You always want to add the tint to the clear in small amounts, testing as you go, and as (I think?) was mentioned somewhere up above, you can control waste by mixing up tiny amounts in tiny jars. You can count out the parts by eyedropper-fulls and WRITE DOWN what ratios you're getting to, testing as you go. If your friendly neighborhood drug store doesn't think you're a junkie, you can probably get some gradation-marked syringes for measuring too - or get them online. You don't even want the needles, just the measuring syringe. Investing a couple of bucks here is FAR superior to making a barf guitar... Umm, like, that never happened to ME, but a friend of my cousin's girlfriend's old babysitter's neighbor read about it once? Don't throw anything out to begin with, because you may even find that a drastically-strong dyed mix in itself can serve as the, say, one-part-dyed to five-parts-clear medium.
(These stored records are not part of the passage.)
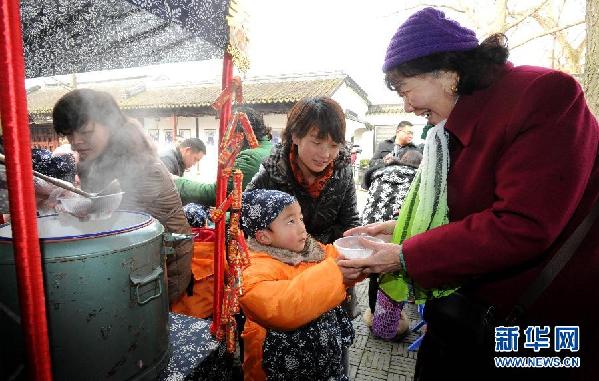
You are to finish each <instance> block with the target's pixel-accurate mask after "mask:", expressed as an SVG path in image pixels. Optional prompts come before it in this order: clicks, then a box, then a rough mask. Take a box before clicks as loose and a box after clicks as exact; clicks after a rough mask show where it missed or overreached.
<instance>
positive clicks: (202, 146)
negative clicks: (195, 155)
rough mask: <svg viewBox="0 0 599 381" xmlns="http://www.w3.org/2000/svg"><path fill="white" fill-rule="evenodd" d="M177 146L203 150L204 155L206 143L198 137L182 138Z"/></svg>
mask: <svg viewBox="0 0 599 381" xmlns="http://www.w3.org/2000/svg"><path fill="white" fill-rule="evenodd" d="M178 146H179V148H187V147H189V148H191V150H192V151H193V152H203V153H204V155H205V154H206V145H205V144H204V142H203V141H202V139H199V138H187V139H185V140H183V141H182V142H181V143H179V145H178Z"/></svg>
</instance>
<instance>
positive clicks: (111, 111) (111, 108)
mask: <svg viewBox="0 0 599 381" xmlns="http://www.w3.org/2000/svg"><path fill="white" fill-rule="evenodd" d="M89 122H96V123H100V124H102V125H103V126H104V127H106V129H107V130H108V132H109V133H110V140H109V142H108V145H107V146H106V148H105V150H104V152H103V153H102V155H101V156H100V157H98V159H96V160H94V161H97V162H98V163H99V162H103V163H107V164H106V165H107V166H111V167H112V168H111V170H112V171H113V172H114V173H117V172H118V171H121V172H126V171H128V170H130V168H131V165H130V164H131V163H135V164H136V165H146V164H149V163H152V162H154V161H155V160H156V151H155V147H154V144H153V143H151V142H150V140H149V139H148V137H147V135H146V134H145V133H144V132H143V128H142V126H141V125H140V124H139V122H138V121H136V120H135V119H130V118H127V116H125V114H123V112H122V111H121V109H120V108H119V105H118V104H117V103H116V100H115V99H114V98H113V97H112V95H110V94H109V93H107V92H104V91H97V90H92V89H76V90H72V91H70V92H68V93H66V94H65V95H63V96H62V97H61V98H60V99H59V100H58V101H57V102H56V104H55V105H54V109H53V110H52V123H53V124H54V130H55V131H56V132H57V133H58V134H59V135H71V134H72V133H73V132H75V131H77V130H79V129H81V128H82V127H84V126H85V125H87V124H88V123H89ZM120 158H127V159H128V160H121V159H120Z"/></svg>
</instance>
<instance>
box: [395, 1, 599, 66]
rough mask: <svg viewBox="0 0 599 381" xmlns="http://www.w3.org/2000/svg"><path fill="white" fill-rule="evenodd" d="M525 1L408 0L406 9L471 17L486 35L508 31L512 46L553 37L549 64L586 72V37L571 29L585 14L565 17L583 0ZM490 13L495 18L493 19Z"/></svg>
mask: <svg viewBox="0 0 599 381" xmlns="http://www.w3.org/2000/svg"><path fill="white" fill-rule="evenodd" d="M588 1H592V0H588ZM522 4H523V3H522V2H518V1H515V0H511V1H509V0H483V1H477V2H469V1H464V0H445V1H443V2H439V3H436V4H431V3H428V2H427V1H426V0H424V1H419V0H414V1H411V2H408V4H407V5H406V8H405V10H411V9H414V8H416V7H422V6H433V7H436V8H440V9H443V10H444V11H446V12H447V13H448V14H450V15H457V16H460V17H462V18H463V17H467V18H468V19H469V21H470V23H471V25H475V26H476V27H475V29H476V30H477V31H479V32H482V34H481V35H482V36H486V35H489V34H491V33H497V32H499V33H504V34H506V35H507V36H508V39H509V41H510V50H514V49H526V48H529V46H530V43H531V42H533V41H537V40H539V39H541V38H549V39H552V44H551V49H550V51H547V52H545V54H547V56H546V57H547V64H546V65H548V66H551V67H553V68H555V69H559V70H563V71H566V72H569V73H572V74H580V73H582V72H583V66H584V64H583V63H584V49H583V48H582V47H583V46H584V44H585V39H584V38H580V37H579V38H573V37H572V33H570V32H571V31H572V30H573V28H574V27H577V26H579V25H583V24H584V23H585V20H584V18H583V17H582V16H581V17H580V19H576V20H571V19H565V18H564V17H562V16H563V14H564V13H566V12H565V11H567V10H572V9H578V8H579V7H580V1H579V0H536V1H534V3H533V4H531V5H529V6H526V7H523V5H522ZM489 10H492V12H489ZM489 14H492V15H494V18H493V19H491V20H489V19H488V15H489ZM531 31H532V32H531ZM579 31H580V33H579V35H584V29H582V28H579Z"/></svg>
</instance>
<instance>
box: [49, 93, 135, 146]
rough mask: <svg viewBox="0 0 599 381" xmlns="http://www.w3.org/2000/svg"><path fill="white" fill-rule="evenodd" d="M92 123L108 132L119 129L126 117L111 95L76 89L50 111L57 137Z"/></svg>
mask: <svg viewBox="0 0 599 381" xmlns="http://www.w3.org/2000/svg"><path fill="white" fill-rule="evenodd" d="M90 121H94V122H98V123H101V124H102V125H104V126H106V127H107V128H108V129H109V130H111V131H112V130H115V129H119V128H121V127H122V126H124V125H125V124H126V123H127V117H126V116H125V114H123V112H122V111H121V109H120V108H119V105H118V104H117V103H116V101H115V100H114V98H113V97H112V95H110V94H109V93H107V92H104V91H97V90H92V89H76V90H73V91H70V92H68V93H66V94H65V95H63V96H62V97H61V98H60V99H59V100H58V101H57V102H56V104H55V105H54V109H53V110H52V123H53V124H54V130H55V131H56V133H58V134H59V135H70V134H72V133H73V132H75V131H77V130H79V129H80V128H82V127H83V126H85V125H86V124H87V123H88V122H90Z"/></svg>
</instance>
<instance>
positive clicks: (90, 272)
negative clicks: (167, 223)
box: [0, 211, 168, 380]
mask: <svg viewBox="0 0 599 381" xmlns="http://www.w3.org/2000/svg"><path fill="white" fill-rule="evenodd" d="M37 223H38V230H39V235H40V241H41V242H40V246H41V251H42V258H43V272H44V287H45V290H46V309H47V315H48V328H49V335H50V350H51V355H52V371H53V375H54V379H55V380H106V379H109V380H128V379H136V380H137V379H155V378H156V375H157V374H158V372H159V371H160V370H161V367H162V365H163V364H164V363H165V362H166V360H167V358H168V327H167V322H168V294H167V292H166V291H167V290H166V282H165V270H164V253H163V233H164V228H163V227H162V225H161V224H160V223H159V222H158V221H156V220H155V219H154V218H152V217H151V216H149V215H147V214H144V213H138V212H126V211H117V212H115V213H114V214H113V215H112V217H111V218H110V219H107V220H102V221H94V222H79V221H78V220H76V219H72V218H70V219H68V220H66V221H65V219H64V217H59V216H57V215H52V216H45V217H40V218H38V220H37ZM11 237H12V233H11V230H10V225H3V226H1V227H0V341H1V342H2V345H0V347H1V349H0V356H2V357H0V358H1V359H2V362H3V363H4V365H3V366H2V367H0V368H4V369H0V371H1V372H2V373H4V374H0V378H2V379H4V377H2V376H3V375H4V376H9V377H10V375H14V374H15V372H17V373H18V372H19V371H18V368H19V366H20V365H19V364H22V362H23V353H24V345H23V338H22V332H21V328H20V324H19V320H20V317H19V302H18V295H17V284H16V273H15V261H14V257H13V246H12V239H11ZM8 343H11V344H10V345H9V344H8ZM12 343H16V344H15V345H16V347H15V346H13V344H12ZM23 373H24V372H23Z"/></svg>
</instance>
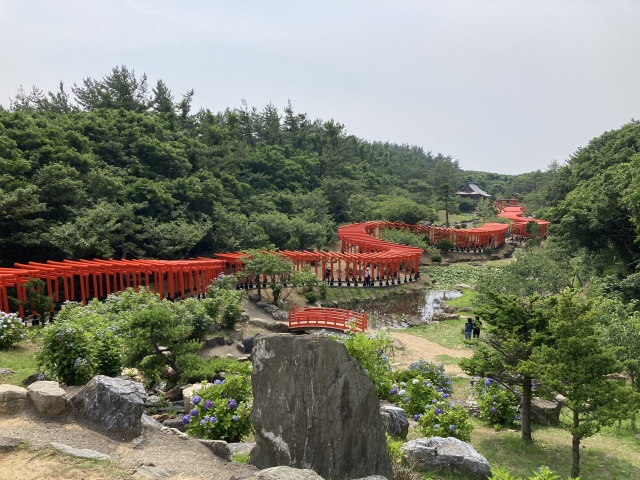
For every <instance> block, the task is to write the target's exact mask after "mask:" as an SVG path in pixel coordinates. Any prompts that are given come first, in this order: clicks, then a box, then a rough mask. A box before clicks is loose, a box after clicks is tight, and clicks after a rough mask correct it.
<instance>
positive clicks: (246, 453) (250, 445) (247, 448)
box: [227, 442, 256, 455]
But you are almost inevitably going to end up with at least one batch of disgusting grayish dirt color - it's just the way color-blending works, you can look up "color wheel" and see that there's more ways to make icky color blends than there are to make good color blends. Like, one little drop of red into a green batch = gross mud, and one little drop of green into red ALSO = gross mud! Red+blue = purple, and red+yellow = orange, and yellow+blue = green, but ANY combination of all three=barf guitar. It's SO much nicer to throw out 20cc's of that, than 200 or 300cc's! :toothy11:
Oh yes, add-on P.S. here: if you stick with water base dye, one drastic re-boot can be had with... bleach! It'll blast it back to virgin in no time, with the one caveat that you then have to make SURE you get all the bleach off. ALL of it... like, rinse it off right under the bathtub faucet! And dry it off with somebody else's bath towel, and still let it dry in the sun for a whole day too. And rinse it AGAIN... etc. There are similar Armageddon strategies for oil-base dyes too, but much, much stinkier.